L’ordine scaturisce dal sopralluogo effettuato dai tecnici della Sovrintendenza il 20 luglio. Secondo quanto emerge dalla missiva trasmessa dalla Sovrintendenza, in quella circostanza sarebbero state rilevate alcune difformità rispetto al progetto che ha ottenuto la concessione per potere realizzare la struttura. 3 giorni dopo e il 14 agosto la stessa Soprintendenza ha chiesto alla ditta di produrre un’“idonea documentazione tecnico-descrittiva delle opere effettivamente realizzate”. L’impresa ha inoltrato gli elaborati richiesti e, lo studio degli stessi, avrebbe confermato l’esistenza delle difformità rilevate dallo specifico ufficio all’atto dell’ispezione. In particolare, i rilievi dei tecnici della Sovrintendenza ai beni culturali attengono alla realizzazione del basamento per l’ancoraggio della sovrastruttura che sarebbe stato realizzato in difformità con il progetto approvato; un sostanziale incremento dell’altezza complessiva della struttura rispetto al progetto che ha ottenuto il beneplacito degli organismi competenti. Il rilievo attiene, in questo caso, all’altezza della copertura che sarebbe più alto rispetto all’originario prospetto evidenziato nel progetto con cui la ditta ha ottenuto la concessione.

Le difformità, in buona sostanza, costituirebbero di fatto un danno al bene culturale, costituito non solo dalla piazza d’Armi ma anche dal castello Maniace limitrofo. Insomma, per la Sovrintendenza ci sarebbe stata una “obiettiva maggiore invasività della nuova struttura in ragione delle variazioni dimensionali abusivamente realizzate”, come riportato nella missiva inviata anche alla Procura.

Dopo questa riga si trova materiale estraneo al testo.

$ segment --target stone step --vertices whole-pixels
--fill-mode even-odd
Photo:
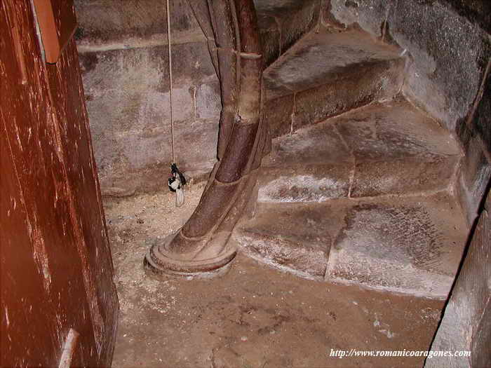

A ciò si aggiunge la nota del dirigente generale del dipartimento dei beni culturali del 9 agosto di verifica dell’interesse culturale del piazzale attiguo alla caserma Abela e prospicente al castello Maniace. Un complesso di circostanze che hanno spinto ilo sovrintendente ad interim Rizzuto e il responsabile della Sezione 3, arch. Fulvia Greco, a ordinare “la reintegrazione delle opere abusivamente eseguite (…) previa presentazione di un progetto da sottoporre all’approvazione” della Sovrintendenza entro il termine di 60 giorni”.

Al provvedimento del Sovrintendente, l’impresa potrà proporre ricorso all’assessorato ai Beni culturali oltre che a titolo giurisdizionale.